BBC reporter Quentin Somerville, reporting from behind a barricade made of paving stones on the pro-Morsi side, described seeing protesters horribly wounded by live gunfire. There were also “huge pools of blood” in the streets, Somerville said.

“They are not shooting to wound, they are shooting to kill,” Brotherhood spokesman Gehad el-Haddad said, according to the Times.

Morsi, who swept into power after elections in June 2012 but was removed from office this past July, marking Egypt’s second revolution in two years. Many Egyptians were dissatisfied with Morsi’s rule, which was punctuated by a November declaration that, until a new constitution was ratified, all his actions as president would effectively be immune from legal challenge. The sweeping decree, supposedly aimed at avoiding legal stalemates in drawing up a new constitution, also gave him broad new powers to “protect” the revolution.

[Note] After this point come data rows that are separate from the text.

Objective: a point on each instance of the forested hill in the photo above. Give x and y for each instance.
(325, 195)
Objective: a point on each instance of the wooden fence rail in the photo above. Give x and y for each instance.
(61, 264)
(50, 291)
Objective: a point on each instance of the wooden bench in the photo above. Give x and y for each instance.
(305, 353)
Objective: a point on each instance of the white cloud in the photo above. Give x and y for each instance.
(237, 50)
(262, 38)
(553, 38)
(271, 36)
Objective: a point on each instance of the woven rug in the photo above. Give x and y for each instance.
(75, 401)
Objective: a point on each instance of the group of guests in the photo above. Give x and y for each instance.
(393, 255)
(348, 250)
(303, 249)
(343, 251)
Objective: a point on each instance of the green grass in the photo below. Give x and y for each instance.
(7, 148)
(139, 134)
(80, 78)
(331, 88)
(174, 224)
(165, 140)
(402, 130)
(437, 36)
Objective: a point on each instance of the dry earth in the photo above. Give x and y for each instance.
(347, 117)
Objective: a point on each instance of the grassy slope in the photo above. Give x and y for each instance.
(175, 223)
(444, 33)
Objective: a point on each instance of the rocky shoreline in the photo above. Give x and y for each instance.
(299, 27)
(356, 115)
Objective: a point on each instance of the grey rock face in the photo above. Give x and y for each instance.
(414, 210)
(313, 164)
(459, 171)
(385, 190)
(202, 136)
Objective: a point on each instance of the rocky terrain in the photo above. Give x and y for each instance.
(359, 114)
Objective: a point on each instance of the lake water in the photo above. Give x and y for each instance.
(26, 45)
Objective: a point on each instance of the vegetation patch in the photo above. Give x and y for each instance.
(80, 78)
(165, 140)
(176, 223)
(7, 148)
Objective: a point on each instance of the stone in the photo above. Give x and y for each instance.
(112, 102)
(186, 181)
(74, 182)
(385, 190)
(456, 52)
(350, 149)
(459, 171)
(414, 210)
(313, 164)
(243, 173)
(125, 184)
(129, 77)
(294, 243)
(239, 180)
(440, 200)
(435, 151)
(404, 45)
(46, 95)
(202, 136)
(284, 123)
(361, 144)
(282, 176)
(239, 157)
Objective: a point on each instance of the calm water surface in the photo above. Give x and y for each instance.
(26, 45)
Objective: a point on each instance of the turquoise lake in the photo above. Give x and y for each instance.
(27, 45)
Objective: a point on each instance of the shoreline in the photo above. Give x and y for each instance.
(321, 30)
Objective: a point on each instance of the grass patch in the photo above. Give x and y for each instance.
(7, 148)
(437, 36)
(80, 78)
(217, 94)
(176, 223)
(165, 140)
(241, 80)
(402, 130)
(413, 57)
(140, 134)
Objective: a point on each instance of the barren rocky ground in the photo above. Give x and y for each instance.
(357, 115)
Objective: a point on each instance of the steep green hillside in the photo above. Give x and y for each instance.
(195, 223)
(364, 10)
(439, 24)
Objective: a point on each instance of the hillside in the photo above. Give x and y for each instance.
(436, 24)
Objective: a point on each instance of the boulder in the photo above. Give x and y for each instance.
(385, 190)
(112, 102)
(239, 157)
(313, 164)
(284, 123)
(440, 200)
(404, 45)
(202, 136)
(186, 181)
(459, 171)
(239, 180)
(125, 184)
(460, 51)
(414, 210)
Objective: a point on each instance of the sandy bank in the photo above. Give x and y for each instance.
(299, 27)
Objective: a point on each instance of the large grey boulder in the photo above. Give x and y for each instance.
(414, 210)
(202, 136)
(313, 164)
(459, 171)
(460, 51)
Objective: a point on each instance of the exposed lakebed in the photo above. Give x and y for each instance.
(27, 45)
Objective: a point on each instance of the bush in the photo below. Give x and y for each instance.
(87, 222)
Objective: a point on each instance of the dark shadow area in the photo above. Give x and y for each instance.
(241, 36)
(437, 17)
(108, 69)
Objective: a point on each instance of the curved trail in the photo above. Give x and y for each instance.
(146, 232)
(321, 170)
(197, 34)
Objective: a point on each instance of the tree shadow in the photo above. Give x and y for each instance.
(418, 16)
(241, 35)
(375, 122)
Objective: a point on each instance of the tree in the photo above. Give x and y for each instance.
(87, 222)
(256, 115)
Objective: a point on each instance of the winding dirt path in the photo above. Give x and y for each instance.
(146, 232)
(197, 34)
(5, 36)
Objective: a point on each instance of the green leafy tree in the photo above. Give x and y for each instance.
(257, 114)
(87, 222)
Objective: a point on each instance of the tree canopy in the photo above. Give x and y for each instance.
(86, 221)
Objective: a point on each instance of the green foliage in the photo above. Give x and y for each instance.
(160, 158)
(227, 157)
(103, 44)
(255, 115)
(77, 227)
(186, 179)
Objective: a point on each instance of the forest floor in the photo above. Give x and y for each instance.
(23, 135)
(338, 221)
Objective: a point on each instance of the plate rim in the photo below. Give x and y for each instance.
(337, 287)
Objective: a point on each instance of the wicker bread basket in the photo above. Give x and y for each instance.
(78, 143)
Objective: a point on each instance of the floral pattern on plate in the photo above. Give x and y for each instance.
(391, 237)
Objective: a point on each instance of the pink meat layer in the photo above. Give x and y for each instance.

When the decree was announced, scholar Mohamed ElBaradei -- now acting vice president of Egypt -- said on Twitter that Morsi had “usurped all state powers [and] appointed himself Egypt’s new pharaoh.”

After the military removed Morsi from power, the electricity and gas shortages that had plagued Egypt rapidly abated, leading some supporters of the ex-president to suspect a conspiracy. The so-called “deep state,” the country's entrenched bureaucracy and business leaders, is thought to have balked at the prospect of an Islamist government, according to the New York Times.

Morsi has been held by the military since his ouster in an undisclosed location, without access to family members or his attorneys. He is also being investigated by the new regime for allegedly conspiring with Hamas, the militant Palestinian Islamist organization, in a prison break. The charges likely relate to his own escape, with dozens of other Muslim Brotherhood members, from the Wadi Natroun prison in 2011. Prosecutors say that Hamas gunmen killed 14 guards in that prison break, while the Brotherhood claims that locals attacked the prison to free their relatives.

“The charges are nothing more than an attempt by the coup leaders to discourage the public from supporting the president’s legitimacy,” former Egyptian culture minister Alaa Abdel-Aziz, now ousted along with Morsi, told the Washington Post.